Islamic World

Dubai to deploy ‘drone hunter’ to keep its busy airport open

Dubai to deploy ‘drone hunter’ to keep its busy airport open

Dubai: Alarmed by the dangers posed by drones to planes, Dubai airport has decided to deploy a ‘drone hunter’ to fix the problem that has resulted in losses running into millions of dollars.

The airport, the third busiest in the world, has already been forced to shut three times this year because of unauthorised drone activity, creating a headache for airlines and their passengers.

During the most recent closure, which lasted for 90 minutes on October 29, a total of 22 flights had to be diverted to other airports.

Each shutdown costs the airport about USD 1 million a minute.

Dubai’s Civil Aviation Authority has responded by testing a ‘drone hunter’ — a remote-controlled aircraft that uses thermal and infrared imaging to detect drones that are in danger of straying into the airport’s space, CNN reported.

If the trial deployments prove successful, if could be in use routinely by the end of the year.
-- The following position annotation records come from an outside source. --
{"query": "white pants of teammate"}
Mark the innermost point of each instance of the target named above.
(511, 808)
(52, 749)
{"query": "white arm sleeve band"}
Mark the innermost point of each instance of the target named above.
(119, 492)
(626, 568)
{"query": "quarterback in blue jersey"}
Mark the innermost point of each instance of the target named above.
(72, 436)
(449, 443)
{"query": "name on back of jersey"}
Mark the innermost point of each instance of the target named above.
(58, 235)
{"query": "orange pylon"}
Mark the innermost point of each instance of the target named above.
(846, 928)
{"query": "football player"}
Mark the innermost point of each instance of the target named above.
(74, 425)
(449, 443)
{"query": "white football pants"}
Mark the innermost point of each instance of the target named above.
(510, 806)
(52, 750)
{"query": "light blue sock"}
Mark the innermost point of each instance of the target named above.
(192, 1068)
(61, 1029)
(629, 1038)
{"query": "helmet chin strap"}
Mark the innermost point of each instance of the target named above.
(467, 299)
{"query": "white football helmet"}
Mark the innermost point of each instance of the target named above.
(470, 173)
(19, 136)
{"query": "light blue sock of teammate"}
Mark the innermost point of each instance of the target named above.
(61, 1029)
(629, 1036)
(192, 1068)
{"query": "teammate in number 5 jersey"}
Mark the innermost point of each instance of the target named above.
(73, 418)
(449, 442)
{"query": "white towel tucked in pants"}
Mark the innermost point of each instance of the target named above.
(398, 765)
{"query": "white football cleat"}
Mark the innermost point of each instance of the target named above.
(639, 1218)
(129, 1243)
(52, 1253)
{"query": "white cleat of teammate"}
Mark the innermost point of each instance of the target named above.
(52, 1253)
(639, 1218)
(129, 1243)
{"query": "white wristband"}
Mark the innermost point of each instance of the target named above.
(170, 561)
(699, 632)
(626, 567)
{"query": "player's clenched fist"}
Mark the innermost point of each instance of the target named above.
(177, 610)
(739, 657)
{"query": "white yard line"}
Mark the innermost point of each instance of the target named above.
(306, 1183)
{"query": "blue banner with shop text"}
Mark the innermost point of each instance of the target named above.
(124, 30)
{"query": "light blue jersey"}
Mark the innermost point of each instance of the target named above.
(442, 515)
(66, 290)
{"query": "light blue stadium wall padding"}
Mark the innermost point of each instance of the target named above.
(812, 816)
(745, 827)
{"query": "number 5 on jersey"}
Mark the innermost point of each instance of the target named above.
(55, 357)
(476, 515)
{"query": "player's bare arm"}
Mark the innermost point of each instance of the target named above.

“It’s a few people that engage in this kind of activity. People want to explore how far their drone can go without realising they are violating the airspace,” said Salim Al Mansouri, senior aerodrome inspector at the civil aviation authority.

“It’s a safety issue and people are losing money because of one person’s irresponsible behaviour,” he said.
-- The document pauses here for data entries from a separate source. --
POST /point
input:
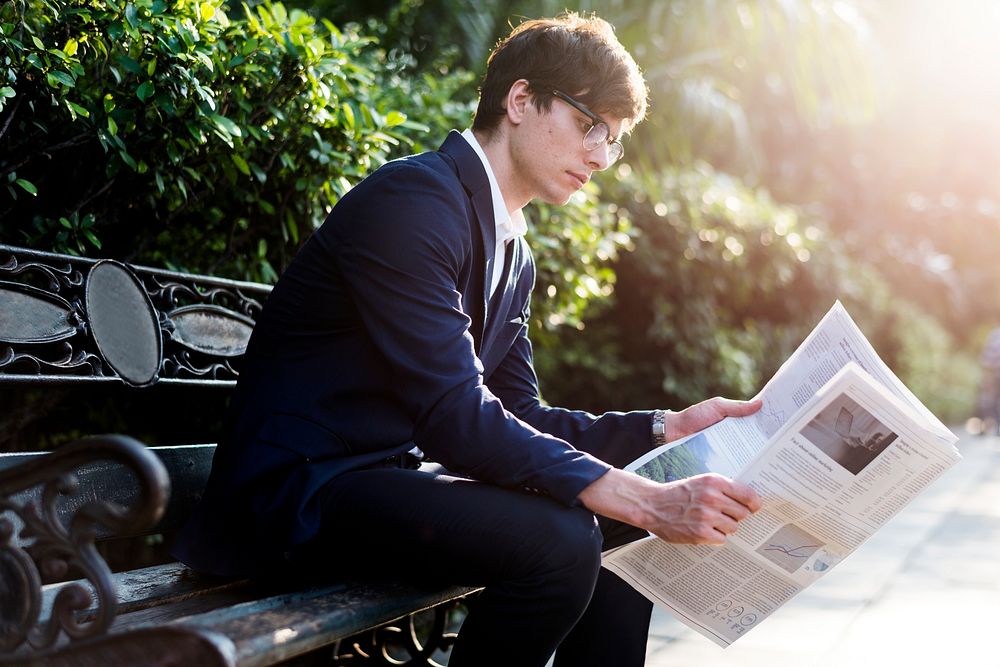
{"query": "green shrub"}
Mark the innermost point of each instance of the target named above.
(166, 132)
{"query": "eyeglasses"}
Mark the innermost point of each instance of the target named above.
(598, 133)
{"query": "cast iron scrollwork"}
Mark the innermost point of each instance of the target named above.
(41, 540)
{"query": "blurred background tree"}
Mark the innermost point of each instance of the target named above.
(796, 152)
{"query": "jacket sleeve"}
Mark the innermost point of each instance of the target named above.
(402, 254)
(617, 438)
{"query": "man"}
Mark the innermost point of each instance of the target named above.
(400, 329)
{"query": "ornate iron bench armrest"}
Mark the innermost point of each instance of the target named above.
(49, 521)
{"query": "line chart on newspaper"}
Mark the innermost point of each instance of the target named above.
(838, 448)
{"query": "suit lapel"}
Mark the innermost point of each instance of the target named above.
(477, 184)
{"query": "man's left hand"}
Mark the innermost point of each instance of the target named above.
(702, 415)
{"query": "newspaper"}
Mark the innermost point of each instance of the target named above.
(838, 448)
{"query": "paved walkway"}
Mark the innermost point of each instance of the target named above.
(924, 591)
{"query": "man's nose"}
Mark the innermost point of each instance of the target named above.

Once the drone hunter is locked onto a rogue drone, the aircraft follows it back to its owner and sends the coordinates to Dubai police, who then take over.

In the Netherlands, authorities have taken a lower-tech approach to tracking drones. Bald eagles have been trained to swoop in and neatly dispose of any electronic interlopers.

Experts say as more and more drones take to the skies, they are causing ever greater concern for airline safety.

In April, a suspected drone slammed into a plane as it approached London’s Heathrow airport.

The Airbus A320 landed safely but authorities worry that careless drone use will eventually lead to a catastrophe.

The US Federal Aviation Administration says reports of near misses with drones and airplanes have increased dramatically since 2014.

In the five months ending January 31, there were 583 such incidents. They have since introduced new rules for drone users to bring that number down.